Los ricos erigieron fortalezas queriendo rascar los cielos, lo más cercano al sol que tanto lastima al maligno. ¿No pensaron esos alarifes que las paredes de maciza roca también les servirían como refugio a ellos? Bram Stoker nos contó los peligros upíricos de seres hematófagos que tienen la posibilidad de convertirse en niebla para robarse nuestra vida en medio de las noches. La “invitación” que tanto presumen las películas no son más que patrañas: en todos lados puede entrar la maldad: en una persona, en un ídolo, en una roca o hasta en estas hojas. Por ello, dentro de estos palacios que separaban a la aristocracia de la plebe, ellos vivían regodeándose en la mísera carne y sangre humana que los alimentaba.
Ante semejante peligro en las cimas de las montañas, levantamos murallas e iniciamos antorchas.
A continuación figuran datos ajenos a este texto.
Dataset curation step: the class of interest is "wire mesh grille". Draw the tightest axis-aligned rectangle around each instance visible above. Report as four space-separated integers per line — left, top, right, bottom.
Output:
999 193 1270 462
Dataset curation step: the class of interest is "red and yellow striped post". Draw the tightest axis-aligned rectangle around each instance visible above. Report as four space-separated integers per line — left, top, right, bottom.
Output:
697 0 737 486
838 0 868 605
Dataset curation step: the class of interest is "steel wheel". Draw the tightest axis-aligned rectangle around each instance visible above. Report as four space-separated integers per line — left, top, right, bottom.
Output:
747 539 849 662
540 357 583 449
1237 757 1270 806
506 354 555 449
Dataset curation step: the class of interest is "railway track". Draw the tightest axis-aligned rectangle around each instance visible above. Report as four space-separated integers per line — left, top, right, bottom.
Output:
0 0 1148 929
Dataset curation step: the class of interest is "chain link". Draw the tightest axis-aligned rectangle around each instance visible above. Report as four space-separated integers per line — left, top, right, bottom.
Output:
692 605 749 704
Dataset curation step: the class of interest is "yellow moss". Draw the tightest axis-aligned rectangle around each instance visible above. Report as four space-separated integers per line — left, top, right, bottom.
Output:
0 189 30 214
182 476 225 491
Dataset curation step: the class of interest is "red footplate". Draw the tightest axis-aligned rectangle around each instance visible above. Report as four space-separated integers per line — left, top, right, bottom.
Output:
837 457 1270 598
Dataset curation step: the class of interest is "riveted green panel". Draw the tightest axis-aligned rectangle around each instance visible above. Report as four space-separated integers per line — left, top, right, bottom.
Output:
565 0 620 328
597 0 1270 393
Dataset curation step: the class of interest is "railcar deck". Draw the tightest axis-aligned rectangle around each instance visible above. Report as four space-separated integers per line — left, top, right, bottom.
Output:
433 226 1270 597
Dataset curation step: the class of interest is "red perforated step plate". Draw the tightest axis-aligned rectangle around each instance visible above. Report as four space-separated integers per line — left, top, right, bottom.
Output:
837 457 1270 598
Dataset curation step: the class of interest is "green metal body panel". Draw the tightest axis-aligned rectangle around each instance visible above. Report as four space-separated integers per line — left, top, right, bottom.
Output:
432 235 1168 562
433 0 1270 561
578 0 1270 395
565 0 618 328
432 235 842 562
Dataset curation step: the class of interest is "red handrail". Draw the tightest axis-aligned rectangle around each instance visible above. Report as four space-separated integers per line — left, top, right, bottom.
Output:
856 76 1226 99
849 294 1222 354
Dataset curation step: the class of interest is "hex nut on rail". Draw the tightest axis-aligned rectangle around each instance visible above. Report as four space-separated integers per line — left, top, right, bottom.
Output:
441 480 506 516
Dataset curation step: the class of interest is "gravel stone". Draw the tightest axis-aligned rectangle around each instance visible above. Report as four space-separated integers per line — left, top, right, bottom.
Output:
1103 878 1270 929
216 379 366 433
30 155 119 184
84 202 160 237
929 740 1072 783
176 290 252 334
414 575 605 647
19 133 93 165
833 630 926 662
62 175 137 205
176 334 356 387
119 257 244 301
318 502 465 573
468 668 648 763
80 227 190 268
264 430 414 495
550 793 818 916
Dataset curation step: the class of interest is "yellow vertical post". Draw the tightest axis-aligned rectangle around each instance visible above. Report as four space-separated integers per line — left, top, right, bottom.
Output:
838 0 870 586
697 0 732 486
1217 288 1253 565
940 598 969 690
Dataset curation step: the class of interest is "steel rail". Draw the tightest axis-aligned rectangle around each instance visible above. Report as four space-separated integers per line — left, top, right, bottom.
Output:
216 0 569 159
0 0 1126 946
Nuestra fútil tarea era alejarlos de nosotros; pero en nuestro intento, hicimos callejones oscuros: cuántos Londres, cuántos Parises, cuántos Guanajuatos no son la cuna de infames criaturas que respiran nuestros cabellos en el anonimato del viento, o que pisotean nuestras sombras al compás perfecto de nuestra marcha y que —misteriosamente— nos causan un sobresalto al equivocar el ritmo; quizá por error, quizá porque quieren que sepamos que están ahí. Estas mismas calles son las que el asesino de la Rue Morgue recorría con chillidos bestiales, aquellas donde Mr. Hyde —¿o sería Jack The Ripper?— se limpiaba la sangre de sus nudillos después de masacrar prostitutas y panaderos. Son las calles donde las ánimas esperan a noctámbulos para tocarles el hombro y llevarse el alma de estos feligreses a los avernos tras un paro cardíaco.
¿Muy terrenal? Recordemos que el humano es un punto mísero en el cosmos. El universo vibra de cierta manera, como si nos alertara de que hay algo más allá. Quien escuche la sinfonía de los planetas podrá percibir esos susurros que enloquecieron a Abdul Alhazred, autor del Necronomicón; mismos que hicieron levantaran la vista al cielo a las personas antes de las desgracias radiodifundidas por George Orwell en La guerra de los mundos. Las estrellas plañen una admonición: seres transdimensionales ocultos en trapezoedros resplandecientes buscan afligir nuestro espíritu; pero ignoramos el mensaje, dejando que se aproximen a nosotros, mientras ignorantes, ponemos en nuestros oídos cualquier canción insignificante.
El monstruo advierte: es una señal del funesto destino, del desenlace trágico en que acabará nuestro enfrentamiento con ellos. Un monstruo es un algo, es lo desconocido; debería ser vencible; pero nosotros nunca sabremos cómo. Los idiomas más vernáculos se quedan cortos ante sus palabras. Fantasmas y gnomos huyen aterrados de aquellos a los que la historia literaria les dedica el Horror.
Nadie está a salvo de ellos, ni con las luces encendidas, ni abrazando al ser amado. Quien no duerme enloquece. ¿Es culpa del cerebro o son los monstruos los que nos visitan tras la vigilia y nos revelan su temible rostro?